After prayer, the men go fishing for many hours and bring their catch back to shore, where some of their wives, along with other women, purchase fish and resell them as a way of generating income. Since families have five to six children on average, Eddie estimates that each boat benefits more than 400 people.
As the Christian fishermen meet other fishermen at sea, they often speak of their faith, which has led new converts to ask for Eddie to send someone to plant a church in their community.
I’m particularly impressed by Eddie’s intuitive wisdom. He could have started more churches, he said, but he waits until leaders are developed and in place before beginning something new. He’ll even ask someone willing to donate the drilling of a well to hold off until he believes the recipient village is ready to appreciate it and take proper care of it. And, he won’t accept money for a project unless someone affiliated with the donor comes to participate in the implementation, so they’ll feel true ownership in the mission.

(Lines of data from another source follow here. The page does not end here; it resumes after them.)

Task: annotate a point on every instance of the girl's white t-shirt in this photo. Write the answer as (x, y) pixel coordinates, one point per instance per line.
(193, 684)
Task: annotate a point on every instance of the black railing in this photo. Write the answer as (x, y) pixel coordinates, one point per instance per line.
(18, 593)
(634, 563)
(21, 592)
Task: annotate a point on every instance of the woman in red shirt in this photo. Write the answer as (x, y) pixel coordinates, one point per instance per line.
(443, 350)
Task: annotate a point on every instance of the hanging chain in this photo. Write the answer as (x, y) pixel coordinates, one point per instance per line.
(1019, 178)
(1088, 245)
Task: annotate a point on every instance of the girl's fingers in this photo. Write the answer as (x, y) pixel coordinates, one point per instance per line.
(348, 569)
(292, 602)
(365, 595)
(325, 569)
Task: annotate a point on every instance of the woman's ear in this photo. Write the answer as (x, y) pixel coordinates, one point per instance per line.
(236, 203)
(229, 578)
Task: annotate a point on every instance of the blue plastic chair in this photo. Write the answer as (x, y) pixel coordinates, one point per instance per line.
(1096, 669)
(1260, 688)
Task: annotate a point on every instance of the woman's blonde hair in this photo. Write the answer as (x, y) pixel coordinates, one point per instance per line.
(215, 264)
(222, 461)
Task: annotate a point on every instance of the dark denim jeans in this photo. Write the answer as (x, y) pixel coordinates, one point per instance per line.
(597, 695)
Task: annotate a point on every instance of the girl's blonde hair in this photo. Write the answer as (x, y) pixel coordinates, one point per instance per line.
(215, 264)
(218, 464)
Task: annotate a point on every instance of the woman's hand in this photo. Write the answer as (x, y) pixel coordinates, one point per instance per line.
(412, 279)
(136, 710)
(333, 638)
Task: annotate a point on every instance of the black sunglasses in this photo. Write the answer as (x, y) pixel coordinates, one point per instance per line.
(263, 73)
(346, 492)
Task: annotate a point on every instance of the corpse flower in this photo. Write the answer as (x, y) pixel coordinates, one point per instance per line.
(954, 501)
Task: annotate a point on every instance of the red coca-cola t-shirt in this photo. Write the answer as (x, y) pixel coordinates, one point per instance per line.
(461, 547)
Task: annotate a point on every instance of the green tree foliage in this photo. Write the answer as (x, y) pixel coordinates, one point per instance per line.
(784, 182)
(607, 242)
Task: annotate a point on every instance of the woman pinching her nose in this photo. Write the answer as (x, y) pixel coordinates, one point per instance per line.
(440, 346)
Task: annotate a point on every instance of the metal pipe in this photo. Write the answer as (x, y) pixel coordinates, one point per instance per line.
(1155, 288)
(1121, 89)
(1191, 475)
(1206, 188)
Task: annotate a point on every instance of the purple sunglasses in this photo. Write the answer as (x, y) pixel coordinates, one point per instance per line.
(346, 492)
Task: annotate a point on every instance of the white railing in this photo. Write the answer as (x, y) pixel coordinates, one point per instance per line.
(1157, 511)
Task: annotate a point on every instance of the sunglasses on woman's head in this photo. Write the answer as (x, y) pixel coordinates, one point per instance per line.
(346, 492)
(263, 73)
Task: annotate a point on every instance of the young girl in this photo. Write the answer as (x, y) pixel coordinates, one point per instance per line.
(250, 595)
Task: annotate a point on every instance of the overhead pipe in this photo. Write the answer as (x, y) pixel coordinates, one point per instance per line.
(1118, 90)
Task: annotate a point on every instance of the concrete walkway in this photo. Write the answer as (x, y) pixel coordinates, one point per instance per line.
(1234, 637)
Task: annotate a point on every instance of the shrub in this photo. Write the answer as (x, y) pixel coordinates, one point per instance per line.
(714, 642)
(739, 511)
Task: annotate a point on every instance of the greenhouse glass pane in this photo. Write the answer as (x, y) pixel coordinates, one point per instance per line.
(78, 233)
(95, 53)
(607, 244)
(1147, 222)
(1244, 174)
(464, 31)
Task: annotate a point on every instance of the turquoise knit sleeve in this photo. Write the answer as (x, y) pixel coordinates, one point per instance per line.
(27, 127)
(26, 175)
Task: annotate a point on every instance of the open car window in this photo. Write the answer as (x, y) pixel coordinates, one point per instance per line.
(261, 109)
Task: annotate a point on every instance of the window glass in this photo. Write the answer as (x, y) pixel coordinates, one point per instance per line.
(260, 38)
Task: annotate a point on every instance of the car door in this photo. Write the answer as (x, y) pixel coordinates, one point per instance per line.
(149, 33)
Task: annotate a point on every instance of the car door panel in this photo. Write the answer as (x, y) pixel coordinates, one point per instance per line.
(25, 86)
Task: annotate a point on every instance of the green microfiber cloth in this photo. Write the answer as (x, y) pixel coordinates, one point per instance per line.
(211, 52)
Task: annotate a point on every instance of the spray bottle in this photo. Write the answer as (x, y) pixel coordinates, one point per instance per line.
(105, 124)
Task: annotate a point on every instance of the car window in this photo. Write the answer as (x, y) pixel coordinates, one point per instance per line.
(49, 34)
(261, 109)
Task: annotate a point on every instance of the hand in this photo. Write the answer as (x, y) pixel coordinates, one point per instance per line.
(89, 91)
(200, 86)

While many entrepreneurial ministers want to pile up numbers, Eddie is more interested in training leaders and starting ministers that can become self-sustaining. When I complimented his approach, he said “I spend a lot of time seeking the face of God and praying for discernment. I strive to be honest and faithful.”
Along with his busy ministry schedule, Eddie is also working on a Master of Theology degree from the University of Wales, most of which he can do online. My “mentoring” is largely limited to offering editorial suggestions for each chapter of his thesis, and giving him such encouragement as I can.
I hope you’ll pray for Eddie and his work. More than emerging, he’s a leader indeed.